A097348 - OEIS (original) (raw)

2, 0, 8, 9, 8, 7, 6, 4, 0, 2, 4, 9, 9, 7, 8, 7, 3, 3, 7, 6, 9, 2, 7, 2, 0, 8, 9, 2, 3, 7, 5, 5, 5, 4, 1, 6, 8, 2, 2, 4, 5, 9, 2, 3, 9, 9, 1, 8, 2, 1, 0, 9, 5, 3, 5, 3, 9, 2, 8, 7, 5, 6, 1, 3, 9, 7, 4, 1, 0, 4, 8, 5, 3, 4, 9, 6, 7, 4, 5, 9, 6, 3, 2, 7, 7, 6, 5, 8, 5, 5, 6, 2, 3, 5, 1, 0, 3, 5, 3, 5, 1, 4, 5, 0

COMMENTS

First n terms give number of digits of Fibonacci(10^n), except that it can be off by 1. This is a highly compressed sequence.

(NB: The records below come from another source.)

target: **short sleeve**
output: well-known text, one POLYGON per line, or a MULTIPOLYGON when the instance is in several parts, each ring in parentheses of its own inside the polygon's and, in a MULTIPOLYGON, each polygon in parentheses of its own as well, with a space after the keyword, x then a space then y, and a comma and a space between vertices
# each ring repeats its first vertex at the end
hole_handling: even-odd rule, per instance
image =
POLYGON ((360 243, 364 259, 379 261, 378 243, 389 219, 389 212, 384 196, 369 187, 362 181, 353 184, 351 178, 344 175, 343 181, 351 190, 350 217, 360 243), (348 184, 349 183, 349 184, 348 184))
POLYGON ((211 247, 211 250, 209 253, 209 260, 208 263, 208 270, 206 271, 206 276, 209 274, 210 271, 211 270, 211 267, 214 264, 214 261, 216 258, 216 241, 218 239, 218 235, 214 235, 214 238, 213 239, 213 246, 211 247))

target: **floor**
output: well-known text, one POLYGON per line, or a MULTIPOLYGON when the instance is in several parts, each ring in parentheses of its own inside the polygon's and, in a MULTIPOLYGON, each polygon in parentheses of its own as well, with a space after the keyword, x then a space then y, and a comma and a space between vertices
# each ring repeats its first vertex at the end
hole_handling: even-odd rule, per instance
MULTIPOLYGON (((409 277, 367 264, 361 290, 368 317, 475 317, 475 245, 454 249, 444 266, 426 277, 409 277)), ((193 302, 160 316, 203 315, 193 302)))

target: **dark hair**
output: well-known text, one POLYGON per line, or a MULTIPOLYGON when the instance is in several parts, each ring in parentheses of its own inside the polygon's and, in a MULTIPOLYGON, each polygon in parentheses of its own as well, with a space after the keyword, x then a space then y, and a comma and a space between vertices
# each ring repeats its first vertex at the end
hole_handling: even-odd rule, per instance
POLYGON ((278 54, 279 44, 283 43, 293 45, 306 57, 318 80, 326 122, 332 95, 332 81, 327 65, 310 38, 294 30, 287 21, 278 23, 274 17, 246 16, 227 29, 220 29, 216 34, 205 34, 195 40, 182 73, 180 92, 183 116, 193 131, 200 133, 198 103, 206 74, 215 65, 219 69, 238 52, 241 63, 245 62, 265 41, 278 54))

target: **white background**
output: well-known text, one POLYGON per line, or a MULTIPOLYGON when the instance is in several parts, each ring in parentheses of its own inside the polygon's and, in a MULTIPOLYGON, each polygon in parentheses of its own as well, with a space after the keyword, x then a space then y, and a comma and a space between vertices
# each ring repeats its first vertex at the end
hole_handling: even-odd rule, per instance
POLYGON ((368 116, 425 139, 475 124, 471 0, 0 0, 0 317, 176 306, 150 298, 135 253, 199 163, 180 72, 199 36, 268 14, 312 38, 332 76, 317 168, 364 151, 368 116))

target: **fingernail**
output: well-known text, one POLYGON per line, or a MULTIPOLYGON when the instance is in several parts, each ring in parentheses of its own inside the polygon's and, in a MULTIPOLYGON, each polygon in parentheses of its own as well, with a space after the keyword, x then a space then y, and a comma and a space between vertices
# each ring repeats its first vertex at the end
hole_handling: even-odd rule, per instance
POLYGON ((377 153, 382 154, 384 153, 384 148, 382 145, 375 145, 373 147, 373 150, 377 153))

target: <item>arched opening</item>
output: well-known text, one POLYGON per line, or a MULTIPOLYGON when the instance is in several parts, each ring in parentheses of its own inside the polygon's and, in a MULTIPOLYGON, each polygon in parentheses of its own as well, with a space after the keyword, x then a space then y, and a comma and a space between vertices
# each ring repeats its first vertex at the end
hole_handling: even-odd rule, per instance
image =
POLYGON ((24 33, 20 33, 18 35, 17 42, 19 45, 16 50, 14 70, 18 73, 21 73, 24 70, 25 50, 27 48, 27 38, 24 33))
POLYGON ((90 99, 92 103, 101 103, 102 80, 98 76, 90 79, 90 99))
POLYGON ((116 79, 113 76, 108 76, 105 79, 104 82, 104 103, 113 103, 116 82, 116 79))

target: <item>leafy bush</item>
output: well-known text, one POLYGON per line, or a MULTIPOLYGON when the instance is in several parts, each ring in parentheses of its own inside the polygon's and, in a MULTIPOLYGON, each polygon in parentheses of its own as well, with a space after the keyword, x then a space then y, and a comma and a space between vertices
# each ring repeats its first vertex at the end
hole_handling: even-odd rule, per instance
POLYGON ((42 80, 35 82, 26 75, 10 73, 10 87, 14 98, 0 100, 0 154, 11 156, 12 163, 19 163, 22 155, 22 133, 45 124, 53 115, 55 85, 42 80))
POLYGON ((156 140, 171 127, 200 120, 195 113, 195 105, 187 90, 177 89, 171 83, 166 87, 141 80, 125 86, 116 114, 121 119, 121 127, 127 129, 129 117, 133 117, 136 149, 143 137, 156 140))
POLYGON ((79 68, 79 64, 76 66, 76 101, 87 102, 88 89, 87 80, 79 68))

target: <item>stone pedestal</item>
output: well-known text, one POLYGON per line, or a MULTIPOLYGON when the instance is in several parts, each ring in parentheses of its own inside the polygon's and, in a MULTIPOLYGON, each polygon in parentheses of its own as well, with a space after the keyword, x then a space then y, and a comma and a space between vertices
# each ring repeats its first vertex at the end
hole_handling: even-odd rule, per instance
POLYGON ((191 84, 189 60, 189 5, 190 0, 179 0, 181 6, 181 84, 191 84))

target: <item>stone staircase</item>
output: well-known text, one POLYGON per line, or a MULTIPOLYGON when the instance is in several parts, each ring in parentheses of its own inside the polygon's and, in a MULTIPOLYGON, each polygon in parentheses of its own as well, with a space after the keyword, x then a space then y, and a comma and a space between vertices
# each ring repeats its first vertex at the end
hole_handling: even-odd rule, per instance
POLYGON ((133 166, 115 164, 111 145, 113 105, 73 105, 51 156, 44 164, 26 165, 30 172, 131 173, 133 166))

As a result, it can be off by one. The uncompressed version goes like this: 2, 21, 209, 2090, 20899, 208988, 2089877, 20898764, 208987640, 2089876403, ... (see A068070). Fibonacci(10) = 55 has 2 digits, Fibonacci(100) = 354224848179261915075 has 21 digits and so on.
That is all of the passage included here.